Numerical thermalization of two-dimensional plasmas in the presence of binary collisions with the particle-in-cell method

Summary form only given. Numerical self-heating and thermalization are two unphysical artifacts in particle-in-cell (PIC) simulations due to the implicit assumptions used in the numerical method. Numerical self-heating in plasma simulations can typically be suppressed by using higher order finite-difference methods, field smoothing and particle weighting schemes. On the other hand, numerical thermalization is associated with the granularity of the particles that introduces relaxation in the velocity distribution functions (i.e. the particle velocity distribution approaches Maxwellian). In 2D collisionless plasma simulations, the rate of relaxation has been shown to be proportional to 1/ND, where ND is the number of particles per Debye length1. This scaling has been illustrated to be true in several previous works using electrostatic PIC codes.
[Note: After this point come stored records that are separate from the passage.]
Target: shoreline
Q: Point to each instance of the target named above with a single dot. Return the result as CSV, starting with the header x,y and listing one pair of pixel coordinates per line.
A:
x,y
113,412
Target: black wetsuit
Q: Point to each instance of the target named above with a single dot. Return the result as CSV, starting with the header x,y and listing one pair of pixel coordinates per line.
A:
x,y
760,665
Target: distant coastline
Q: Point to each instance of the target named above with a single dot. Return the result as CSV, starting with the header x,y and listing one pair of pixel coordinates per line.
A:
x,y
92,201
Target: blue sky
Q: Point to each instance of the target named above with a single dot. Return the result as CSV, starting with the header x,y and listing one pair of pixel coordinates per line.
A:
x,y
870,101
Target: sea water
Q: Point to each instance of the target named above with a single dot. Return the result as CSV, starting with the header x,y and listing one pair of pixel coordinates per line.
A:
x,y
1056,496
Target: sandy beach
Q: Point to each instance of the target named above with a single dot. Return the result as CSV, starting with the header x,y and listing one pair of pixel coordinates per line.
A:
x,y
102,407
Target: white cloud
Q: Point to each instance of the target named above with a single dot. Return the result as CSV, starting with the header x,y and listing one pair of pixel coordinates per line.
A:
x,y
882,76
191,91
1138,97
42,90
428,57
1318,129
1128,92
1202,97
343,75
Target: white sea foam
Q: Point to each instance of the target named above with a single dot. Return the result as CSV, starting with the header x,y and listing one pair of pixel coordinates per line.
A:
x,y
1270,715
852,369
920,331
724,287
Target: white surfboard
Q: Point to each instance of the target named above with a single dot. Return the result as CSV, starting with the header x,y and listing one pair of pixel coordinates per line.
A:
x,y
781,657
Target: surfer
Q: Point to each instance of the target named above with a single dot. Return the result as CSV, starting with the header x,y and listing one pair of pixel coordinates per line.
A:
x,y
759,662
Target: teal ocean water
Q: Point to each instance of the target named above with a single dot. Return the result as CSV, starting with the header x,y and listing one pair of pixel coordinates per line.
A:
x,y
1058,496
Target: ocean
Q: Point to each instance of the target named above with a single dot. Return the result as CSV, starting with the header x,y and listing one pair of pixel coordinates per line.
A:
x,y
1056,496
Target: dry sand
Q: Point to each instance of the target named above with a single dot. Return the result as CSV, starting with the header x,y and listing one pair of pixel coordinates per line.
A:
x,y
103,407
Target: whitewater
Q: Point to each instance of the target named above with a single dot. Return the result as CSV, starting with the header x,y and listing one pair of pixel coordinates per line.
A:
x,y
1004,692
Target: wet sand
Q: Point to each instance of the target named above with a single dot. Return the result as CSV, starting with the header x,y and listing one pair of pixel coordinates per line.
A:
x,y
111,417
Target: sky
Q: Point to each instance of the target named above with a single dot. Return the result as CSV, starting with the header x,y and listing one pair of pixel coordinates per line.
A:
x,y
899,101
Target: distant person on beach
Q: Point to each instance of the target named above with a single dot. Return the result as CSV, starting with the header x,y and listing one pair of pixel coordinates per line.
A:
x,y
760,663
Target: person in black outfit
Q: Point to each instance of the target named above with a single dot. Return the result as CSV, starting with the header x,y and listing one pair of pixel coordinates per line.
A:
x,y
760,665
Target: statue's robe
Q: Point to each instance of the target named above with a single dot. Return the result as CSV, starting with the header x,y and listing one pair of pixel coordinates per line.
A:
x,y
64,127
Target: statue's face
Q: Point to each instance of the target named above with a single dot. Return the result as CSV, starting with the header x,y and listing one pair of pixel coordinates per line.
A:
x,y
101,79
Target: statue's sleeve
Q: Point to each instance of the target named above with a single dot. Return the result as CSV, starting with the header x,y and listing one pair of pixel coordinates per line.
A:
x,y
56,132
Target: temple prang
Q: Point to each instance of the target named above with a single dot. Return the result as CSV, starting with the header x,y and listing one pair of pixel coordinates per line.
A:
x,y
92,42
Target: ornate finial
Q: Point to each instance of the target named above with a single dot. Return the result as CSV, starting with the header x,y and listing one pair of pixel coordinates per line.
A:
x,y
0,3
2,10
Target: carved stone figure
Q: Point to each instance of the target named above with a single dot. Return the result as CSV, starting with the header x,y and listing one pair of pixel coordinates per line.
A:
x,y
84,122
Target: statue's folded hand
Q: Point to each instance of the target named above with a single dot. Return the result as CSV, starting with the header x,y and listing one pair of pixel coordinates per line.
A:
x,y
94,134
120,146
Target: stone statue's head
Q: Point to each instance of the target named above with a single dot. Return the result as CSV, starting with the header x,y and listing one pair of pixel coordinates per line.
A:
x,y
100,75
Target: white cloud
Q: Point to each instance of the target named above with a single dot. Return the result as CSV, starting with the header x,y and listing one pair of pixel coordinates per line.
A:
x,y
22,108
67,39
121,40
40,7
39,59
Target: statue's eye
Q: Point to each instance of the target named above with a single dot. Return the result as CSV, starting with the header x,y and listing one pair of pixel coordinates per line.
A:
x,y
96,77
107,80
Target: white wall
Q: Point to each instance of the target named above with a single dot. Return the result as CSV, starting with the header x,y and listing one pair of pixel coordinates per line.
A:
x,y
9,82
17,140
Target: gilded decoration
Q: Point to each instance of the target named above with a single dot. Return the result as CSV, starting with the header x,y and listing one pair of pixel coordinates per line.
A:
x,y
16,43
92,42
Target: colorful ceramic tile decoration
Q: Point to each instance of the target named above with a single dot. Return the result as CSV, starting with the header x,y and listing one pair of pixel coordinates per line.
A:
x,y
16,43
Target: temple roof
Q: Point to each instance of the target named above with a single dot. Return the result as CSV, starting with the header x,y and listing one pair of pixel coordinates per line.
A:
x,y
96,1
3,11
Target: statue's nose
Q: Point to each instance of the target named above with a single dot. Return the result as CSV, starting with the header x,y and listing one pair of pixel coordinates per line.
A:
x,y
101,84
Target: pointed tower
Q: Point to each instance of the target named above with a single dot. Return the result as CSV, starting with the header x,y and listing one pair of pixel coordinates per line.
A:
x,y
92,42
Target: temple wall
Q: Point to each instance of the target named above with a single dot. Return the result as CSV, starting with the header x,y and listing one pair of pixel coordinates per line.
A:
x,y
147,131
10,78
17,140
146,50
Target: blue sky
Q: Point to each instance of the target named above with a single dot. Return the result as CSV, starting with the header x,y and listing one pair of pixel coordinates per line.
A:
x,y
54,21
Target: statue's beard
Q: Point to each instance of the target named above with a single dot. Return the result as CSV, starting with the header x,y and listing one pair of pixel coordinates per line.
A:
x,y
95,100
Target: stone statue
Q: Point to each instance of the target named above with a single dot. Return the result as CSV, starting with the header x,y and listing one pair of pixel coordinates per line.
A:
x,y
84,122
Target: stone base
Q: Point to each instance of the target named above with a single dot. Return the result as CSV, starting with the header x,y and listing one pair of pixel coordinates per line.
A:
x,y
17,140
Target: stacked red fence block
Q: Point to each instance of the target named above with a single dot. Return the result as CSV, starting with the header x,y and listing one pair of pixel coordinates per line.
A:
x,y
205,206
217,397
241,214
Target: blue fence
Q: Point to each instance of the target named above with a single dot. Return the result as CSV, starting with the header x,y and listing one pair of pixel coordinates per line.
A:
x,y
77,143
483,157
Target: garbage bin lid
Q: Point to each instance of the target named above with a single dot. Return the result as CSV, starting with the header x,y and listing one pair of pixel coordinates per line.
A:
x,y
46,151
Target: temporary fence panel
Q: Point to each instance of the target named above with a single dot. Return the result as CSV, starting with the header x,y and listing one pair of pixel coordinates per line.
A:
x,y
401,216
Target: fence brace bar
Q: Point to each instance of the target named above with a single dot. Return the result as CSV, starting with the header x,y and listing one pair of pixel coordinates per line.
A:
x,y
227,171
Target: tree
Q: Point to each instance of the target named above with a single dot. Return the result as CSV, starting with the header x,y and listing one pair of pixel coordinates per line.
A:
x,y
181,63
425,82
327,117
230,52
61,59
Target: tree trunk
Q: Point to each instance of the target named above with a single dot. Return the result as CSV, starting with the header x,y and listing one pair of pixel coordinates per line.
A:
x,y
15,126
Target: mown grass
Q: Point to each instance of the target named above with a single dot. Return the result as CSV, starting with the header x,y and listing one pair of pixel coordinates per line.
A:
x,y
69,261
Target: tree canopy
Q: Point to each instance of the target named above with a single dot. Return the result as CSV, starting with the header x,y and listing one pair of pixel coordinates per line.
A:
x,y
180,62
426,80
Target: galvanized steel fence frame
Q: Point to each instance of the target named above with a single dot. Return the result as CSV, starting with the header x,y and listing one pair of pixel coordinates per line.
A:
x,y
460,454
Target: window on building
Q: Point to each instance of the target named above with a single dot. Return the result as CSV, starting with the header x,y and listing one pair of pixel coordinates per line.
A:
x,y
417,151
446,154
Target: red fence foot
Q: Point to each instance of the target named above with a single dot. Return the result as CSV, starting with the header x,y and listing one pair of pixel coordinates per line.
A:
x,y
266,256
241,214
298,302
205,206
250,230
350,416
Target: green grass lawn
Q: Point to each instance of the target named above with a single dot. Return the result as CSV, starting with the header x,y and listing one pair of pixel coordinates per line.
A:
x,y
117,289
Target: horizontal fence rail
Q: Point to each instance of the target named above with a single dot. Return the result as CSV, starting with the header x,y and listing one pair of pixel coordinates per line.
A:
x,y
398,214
Here we will focus on the study of numerical thermalization for 2D collisional plasma using an in-house electromagnetic PIC (IPIC or Ihpc Particle-In-Cell) code. The binary collision model in IPIC is implemented based on the Fokker-Planck Collision operator to mimic Coulomb collisions in real plasmas2. Our numerical results confirm that without collisions, the 1/N_D scaling remains intact as expected. However, in the presence of binary collisions, the relaxation rate is also scaled with 1/N_D at small N_D, but the scaling parameter varies distinctly as ND increases. The implications of this previously unidentified observation will be discussed.